Honestly, most gender theory I’ve been hearing through teh internetz meshes pretty badly with the trans and multi bit. I’m male, so I must have male privilege. How does that apply when I am specifically read as female, or as some alien being? (Which is how I mostly get harassed; people HATE gender ambiguity.) How is our privilege affected when we switch? Does Sneak get gender privilege or not, since zie isn’t a boy or girl, but gets read always as female? All of the sexual abuse we experienced, it was specifically in a female-gendered way. But I also hear about tons of douchey trans guys taking over feminism and so do not want to join the contingent. It’s just brain-breaking.
I actually briefly (VERY briefly) considered sex work in New Zealand, where it was legal. I was having trouble finding work, and the sex worker I knew was making more than I’d ever made in my life. (Probably still is.) However, in the end, my own mental illness won out; I knew that I would never be able to do the work. Still, there was a piece of me so angry that I couldn’t do it; people had already used my body for free, and now I couldn’t even CHARGE them for the privilege? FUCK.
The other sex worker I knew was trans. She had basically been shoved out of the workforce by that, plus a temperament that wasn’t suited for most traditional work. She told me that sex work was one of the few things she was okay with; honestly, it was probably the least bad option for her.
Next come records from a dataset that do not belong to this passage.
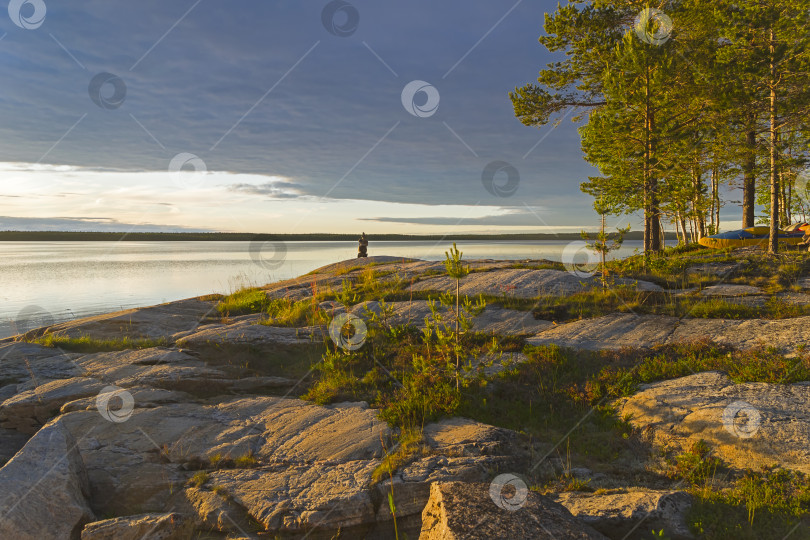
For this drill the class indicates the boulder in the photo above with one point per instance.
(618, 514)
(44, 488)
(751, 425)
(171, 526)
(458, 510)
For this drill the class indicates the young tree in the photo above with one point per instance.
(456, 270)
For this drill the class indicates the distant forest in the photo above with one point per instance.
(56, 236)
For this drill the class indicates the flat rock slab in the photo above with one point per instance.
(493, 320)
(10, 443)
(246, 333)
(21, 362)
(27, 411)
(456, 436)
(459, 510)
(618, 514)
(713, 269)
(170, 526)
(509, 322)
(153, 322)
(749, 425)
(135, 462)
(520, 283)
(619, 330)
(45, 488)
(302, 497)
(786, 335)
(613, 331)
(729, 289)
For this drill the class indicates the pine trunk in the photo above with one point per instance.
(773, 240)
(749, 179)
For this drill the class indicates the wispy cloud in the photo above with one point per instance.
(92, 224)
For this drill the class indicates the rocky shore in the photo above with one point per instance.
(206, 435)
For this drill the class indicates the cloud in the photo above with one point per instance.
(90, 224)
(509, 217)
(236, 87)
(279, 189)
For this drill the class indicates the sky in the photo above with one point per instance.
(281, 117)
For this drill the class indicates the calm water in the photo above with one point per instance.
(59, 281)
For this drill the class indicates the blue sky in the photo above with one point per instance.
(294, 128)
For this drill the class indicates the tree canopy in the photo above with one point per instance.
(676, 101)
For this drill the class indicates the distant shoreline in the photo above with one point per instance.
(57, 236)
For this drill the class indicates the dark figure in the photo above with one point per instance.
(362, 251)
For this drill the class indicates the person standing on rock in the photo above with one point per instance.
(362, 250)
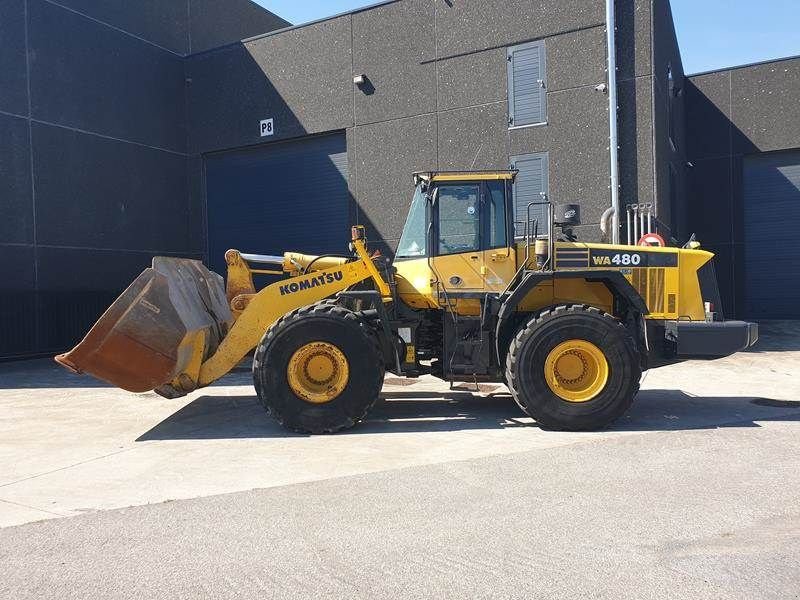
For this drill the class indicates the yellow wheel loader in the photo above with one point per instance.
(479, 290)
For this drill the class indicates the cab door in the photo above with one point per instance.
(472, 252)
(458, 258)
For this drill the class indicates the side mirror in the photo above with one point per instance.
(568, 215)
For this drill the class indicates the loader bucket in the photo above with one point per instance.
(155, 329)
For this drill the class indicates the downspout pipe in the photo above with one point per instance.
(613, 125)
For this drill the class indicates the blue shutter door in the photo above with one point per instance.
(530, 186)
(771, 253)
(278, 197)
(526, 92)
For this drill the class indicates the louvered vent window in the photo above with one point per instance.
(527, 88)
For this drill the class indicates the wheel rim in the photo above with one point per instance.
(318, 372)
(576, 371)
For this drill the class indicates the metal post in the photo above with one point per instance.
(613, 137)
(628, 229)
(641, 218)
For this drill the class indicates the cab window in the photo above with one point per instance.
(496, 195)
(459, 219)
(413, 243)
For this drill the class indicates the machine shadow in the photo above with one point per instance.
(241, 417)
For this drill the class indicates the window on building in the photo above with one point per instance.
(497, 213)
(459, 219)
(530, 187)
(527, 94)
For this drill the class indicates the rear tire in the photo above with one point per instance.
(607, 360)
(350, 338)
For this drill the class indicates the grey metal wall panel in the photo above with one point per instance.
(76, 286)
(394, 46)
(527, 97)
(765, 107)
(302, 78)
(460, 88)
(13, 67)
(531, 186)
(16, 204)
(88, 76)
(17, 301)
(576, 141)
(285, 196)
(772, 256)
(162, 22)
(466, 26)
(99, 193)
(474, 138)
(214, 23)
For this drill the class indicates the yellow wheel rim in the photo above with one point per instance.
(576, 371)
(318, 372)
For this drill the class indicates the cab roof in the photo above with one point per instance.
(432, 176)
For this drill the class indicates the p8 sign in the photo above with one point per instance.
(267, 127)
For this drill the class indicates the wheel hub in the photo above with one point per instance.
(576, 371)
(318, 372)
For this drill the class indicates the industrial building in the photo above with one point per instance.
(135, 129)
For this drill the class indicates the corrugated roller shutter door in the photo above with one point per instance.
(772, 255)
(284, 196)
(526, 89)
(531, 185)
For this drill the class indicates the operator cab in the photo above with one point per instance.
(454, 213)
(458, 240)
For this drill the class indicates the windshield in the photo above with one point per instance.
(413, 243)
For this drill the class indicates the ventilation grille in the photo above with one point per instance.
(650, 285)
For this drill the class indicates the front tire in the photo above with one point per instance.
(318, 369)
(573, 368)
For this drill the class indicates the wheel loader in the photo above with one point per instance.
(479, 290)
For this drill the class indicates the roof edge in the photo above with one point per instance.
(745, 66)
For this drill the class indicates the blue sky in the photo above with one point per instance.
(712, 33)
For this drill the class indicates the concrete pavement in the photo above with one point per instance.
(441, 493)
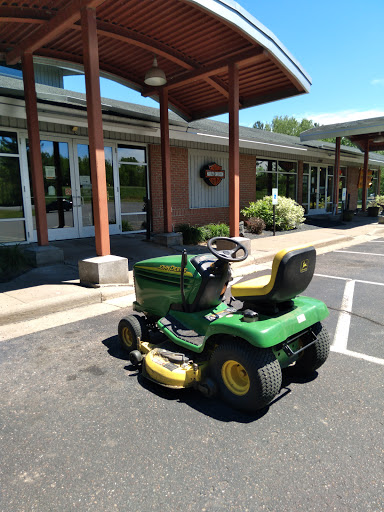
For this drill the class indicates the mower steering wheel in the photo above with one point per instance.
(227, 254)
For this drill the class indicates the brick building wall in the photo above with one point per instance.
(181, 213)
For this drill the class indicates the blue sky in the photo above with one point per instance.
(338, 43)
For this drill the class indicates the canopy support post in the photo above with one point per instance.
(234, 151)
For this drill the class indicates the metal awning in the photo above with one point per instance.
(364, 133)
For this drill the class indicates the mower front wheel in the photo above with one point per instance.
(129, 331)
(314, 356)
(248, 378)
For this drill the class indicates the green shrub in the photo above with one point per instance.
(213, 230)
(191, 234)
(289, 215)
(255, 225)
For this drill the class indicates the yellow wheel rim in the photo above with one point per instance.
(235, 377)
(127, 337)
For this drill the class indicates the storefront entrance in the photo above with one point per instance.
(68, 189)
(320, 189)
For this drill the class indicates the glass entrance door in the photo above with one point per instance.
(318, 190)
(60, 190)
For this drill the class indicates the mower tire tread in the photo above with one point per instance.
(262, 369)
(315, 355)
(129, 331)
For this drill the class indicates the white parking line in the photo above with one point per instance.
(349, 279)
(358, 355)
(342, 329)
(358, 252)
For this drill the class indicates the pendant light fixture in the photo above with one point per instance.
(155, 76)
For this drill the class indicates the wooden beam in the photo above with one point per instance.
(365, 176)
(336, 177)
(34, 149)
(165, 161)
(128, 36)
(95, 131)
(247, 58)
(51, 29)
(234, 150)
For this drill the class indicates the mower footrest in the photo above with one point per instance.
(181, 331)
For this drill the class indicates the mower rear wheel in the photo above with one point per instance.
(248, 378)
(315, 355)
(130, 332)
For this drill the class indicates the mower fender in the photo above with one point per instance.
(269, 331)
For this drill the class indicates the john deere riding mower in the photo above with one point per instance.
(185, 335)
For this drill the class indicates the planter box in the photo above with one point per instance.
(373, 211)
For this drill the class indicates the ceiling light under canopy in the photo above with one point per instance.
(155, 76)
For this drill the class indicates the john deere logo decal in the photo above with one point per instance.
(212, 174)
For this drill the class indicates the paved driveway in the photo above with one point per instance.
(80, 430)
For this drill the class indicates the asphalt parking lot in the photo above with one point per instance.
(81, 430)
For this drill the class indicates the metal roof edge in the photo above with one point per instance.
(233, 13)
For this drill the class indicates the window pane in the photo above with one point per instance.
(286, 166)
(305, 192)
(266, 165)
(12, 231)
(265, 181)
(85, 184)
(133, 191)
(8, 143)
(134, 222)
(287, 185)
(130, 154)
(11, 199)
(330, 194)
(110, 185)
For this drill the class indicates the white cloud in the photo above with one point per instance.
(344, 116)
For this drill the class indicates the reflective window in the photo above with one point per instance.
(8, 143)
(133, 187)
(271, 174)
(12, 224)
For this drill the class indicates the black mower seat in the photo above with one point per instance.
(292, 271)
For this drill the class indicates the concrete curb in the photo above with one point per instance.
(43, 307)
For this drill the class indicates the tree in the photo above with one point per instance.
(286, 125)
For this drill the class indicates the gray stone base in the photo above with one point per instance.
(103, 271)
(223, 244)
(168, 239)
(41, 255)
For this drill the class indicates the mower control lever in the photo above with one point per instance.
(227, 254)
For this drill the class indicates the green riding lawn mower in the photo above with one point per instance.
(184, 334)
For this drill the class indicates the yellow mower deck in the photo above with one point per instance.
(158, 367)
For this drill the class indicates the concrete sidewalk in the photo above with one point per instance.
(43, 291)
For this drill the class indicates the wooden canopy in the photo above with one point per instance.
(217, 58)
(367, 134)
(194, 42)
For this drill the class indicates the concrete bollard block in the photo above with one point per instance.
(103, 271)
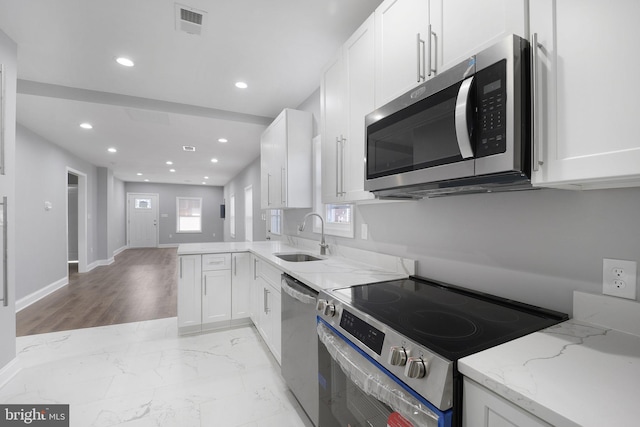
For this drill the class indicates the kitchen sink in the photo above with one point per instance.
(298, 257)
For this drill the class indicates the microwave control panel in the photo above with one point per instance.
(491, 95)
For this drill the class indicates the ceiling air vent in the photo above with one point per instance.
(189, 19)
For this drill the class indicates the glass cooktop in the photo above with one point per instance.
(451, 321)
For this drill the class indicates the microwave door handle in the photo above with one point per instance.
(462, 131)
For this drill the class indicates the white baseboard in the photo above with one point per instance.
(25, 302)
(9, 371)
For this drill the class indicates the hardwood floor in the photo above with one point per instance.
(140, 285)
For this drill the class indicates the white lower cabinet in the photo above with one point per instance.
(266, 305)
(483, 408)
(213, 291)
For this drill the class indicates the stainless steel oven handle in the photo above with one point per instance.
(462, 131)
(373, 381)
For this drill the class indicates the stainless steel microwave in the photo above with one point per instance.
(466, 130)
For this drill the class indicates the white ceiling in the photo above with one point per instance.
(181, 90)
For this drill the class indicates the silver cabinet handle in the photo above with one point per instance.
(432, 35)
(420, 59)
(5, 277)
(462, 132)
(535, 136)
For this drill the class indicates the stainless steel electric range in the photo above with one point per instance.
(389, 350)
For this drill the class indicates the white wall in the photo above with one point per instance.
(249, 176)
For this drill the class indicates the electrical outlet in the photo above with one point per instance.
(619, 278)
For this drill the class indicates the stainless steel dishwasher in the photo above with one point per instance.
(300, 344)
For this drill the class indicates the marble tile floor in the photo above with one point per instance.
(143, 374)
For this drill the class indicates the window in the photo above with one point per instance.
(189, 215)
(275, 221)
(232, 216)
(338, 219)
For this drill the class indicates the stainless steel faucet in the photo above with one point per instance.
(323, 245)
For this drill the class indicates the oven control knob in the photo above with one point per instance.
(321, 304)
(398, 356)
(416, 367)
(329, 310)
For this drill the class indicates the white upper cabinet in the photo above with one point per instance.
(464, 27)
(418, 39)
(402, 47)
(585, 118)
(347, 95)
(285, 161)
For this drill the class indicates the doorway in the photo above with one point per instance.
(248, 214)
(142, 220)
(76, 182)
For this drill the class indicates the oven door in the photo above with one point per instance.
(355, 391)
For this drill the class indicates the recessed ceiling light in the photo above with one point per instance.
(126, 62)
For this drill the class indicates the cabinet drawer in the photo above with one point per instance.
(269, 273)
(216, 262)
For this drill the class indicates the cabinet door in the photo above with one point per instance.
(216, 296)
(332, 106)
(275, 318)
(189, 293)
(464, 27)
(402, 35)
(483, 408)
(359, 60)
(241, 282)
(585, 118)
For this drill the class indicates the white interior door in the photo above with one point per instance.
(142, 214)
(248, 214)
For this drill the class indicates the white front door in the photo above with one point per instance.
(142, 214)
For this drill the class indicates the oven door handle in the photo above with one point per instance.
(373, 381)
(461, 119)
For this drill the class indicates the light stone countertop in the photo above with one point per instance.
(582, 372)
(351, 267)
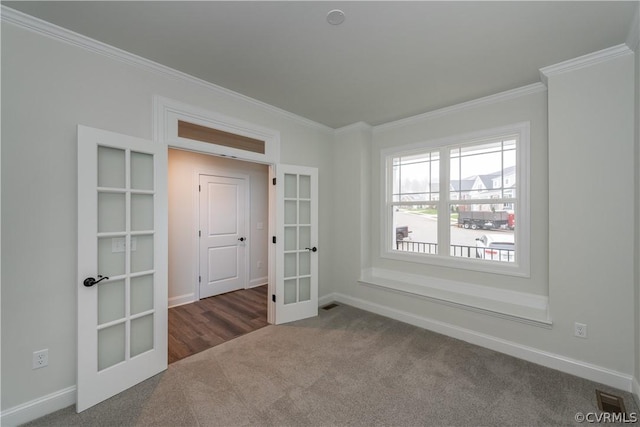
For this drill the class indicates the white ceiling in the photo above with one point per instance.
(388, 60)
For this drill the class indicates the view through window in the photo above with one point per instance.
(463, 197)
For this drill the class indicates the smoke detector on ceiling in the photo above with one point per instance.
(335, 17)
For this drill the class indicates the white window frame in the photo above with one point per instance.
(519, 268)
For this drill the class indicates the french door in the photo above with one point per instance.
(122, 263)
(297, 247)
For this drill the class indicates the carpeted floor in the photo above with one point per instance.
(347, 367)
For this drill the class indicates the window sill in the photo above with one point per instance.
(508, 269)
(513, 305)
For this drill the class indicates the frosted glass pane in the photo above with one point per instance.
(111, 167)
(111, 342)
(111, 256)
(305, 187)
(141, 335)
(290, 291)
(141, 294)
(141, 253)
(305, 289)
(305, 237)
(290, 265)
(305, 264)
(141, 212)
(290, 212)
(290, 186)
(305, 213)
(111, 212)
(111, 301)
(141, 171)
(290, 239)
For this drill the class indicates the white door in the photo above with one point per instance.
(297, 243)
(223, 236)
(122, 263)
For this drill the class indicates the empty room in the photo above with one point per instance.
(437, 202)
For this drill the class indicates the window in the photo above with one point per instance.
(455, 202)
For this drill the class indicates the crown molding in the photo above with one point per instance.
(358, 126)
(584, 61)
(47, 29)
(487, 100)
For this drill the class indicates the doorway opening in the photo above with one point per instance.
(198, 322)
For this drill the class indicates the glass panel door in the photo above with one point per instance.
(296, 263)
(122, 242)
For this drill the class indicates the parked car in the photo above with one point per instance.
(496, 247)
(402, 232)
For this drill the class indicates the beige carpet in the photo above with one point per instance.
(346, 367)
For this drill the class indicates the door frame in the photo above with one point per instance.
(223, 173)
(167, 112)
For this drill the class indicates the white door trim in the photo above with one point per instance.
(167, 111)
(223, 173)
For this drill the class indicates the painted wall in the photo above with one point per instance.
(183, 214)
(591, 170)
(590, 151)
(48, 88)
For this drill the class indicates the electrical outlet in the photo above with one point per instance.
(580, 330)
(40, 358)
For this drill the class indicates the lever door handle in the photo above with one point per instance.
(90, 281)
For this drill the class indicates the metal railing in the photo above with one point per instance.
(464, 251)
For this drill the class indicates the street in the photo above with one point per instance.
(423, 228)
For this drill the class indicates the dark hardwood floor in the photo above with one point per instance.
(211, 321)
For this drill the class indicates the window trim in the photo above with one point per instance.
(520, 268)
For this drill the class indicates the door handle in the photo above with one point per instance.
(90, 281)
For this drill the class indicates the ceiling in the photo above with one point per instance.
(387, 61)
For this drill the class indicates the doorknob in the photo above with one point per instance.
(90, 281)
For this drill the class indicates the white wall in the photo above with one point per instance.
(183, 166)
(48, 88)
(592, 152)
(591, 175)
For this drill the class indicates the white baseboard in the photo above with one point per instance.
(326, 299)
(254, 283)
(38, 407)
(551, 360)
(182, 300)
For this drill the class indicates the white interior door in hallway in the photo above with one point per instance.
(224, 210)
Most of the complaints I’ve heard from sex workers has been less, “but I’m totally happy doing this!” it’s, “people who have never experienced what I have, who will never do the work I do, telling me that I’m wrong about my own experiences and this is how I should feel about it.” Or just being treated like shit because of their work. (The woman making money, who invited me to a party, told me that she had trouble finding housing because basically they refused to believe she could pay her rent, despite reality.)
RE: Unimaginative
Like, every money-minder advice I’ve ever heard has said, have at least $10K set aside for emergency funds. $2K will NOT cover very many financial emergencies.
Yup, and you know who’s likely to have many financial emergencies? Disabled people, when their health fails.
The system is just incredibly fucked up. I’m also paying the highest taxes I ever have because I’m self-employed; of my meager earnings, I have to cough up 30% in taxes. Ignoring taxes, disability plus my income means I almost scrape up to the poverty line. I honestly can’t imagine ever having more money than this.
I am immensely proud that I’ve managed to make my emergency savings goal so quickly. I also try to shut up about it, because I worry people will think I’m being stingy and that I should be contributing more, and that I’m being unreasonable for wanting a year’s worth stockpiled at all times. I just can’t shake the awareness that my home might explode, or my disability axed, requiring another year plus of application. The Homeless Year was terrifying, and I never want to endure that again.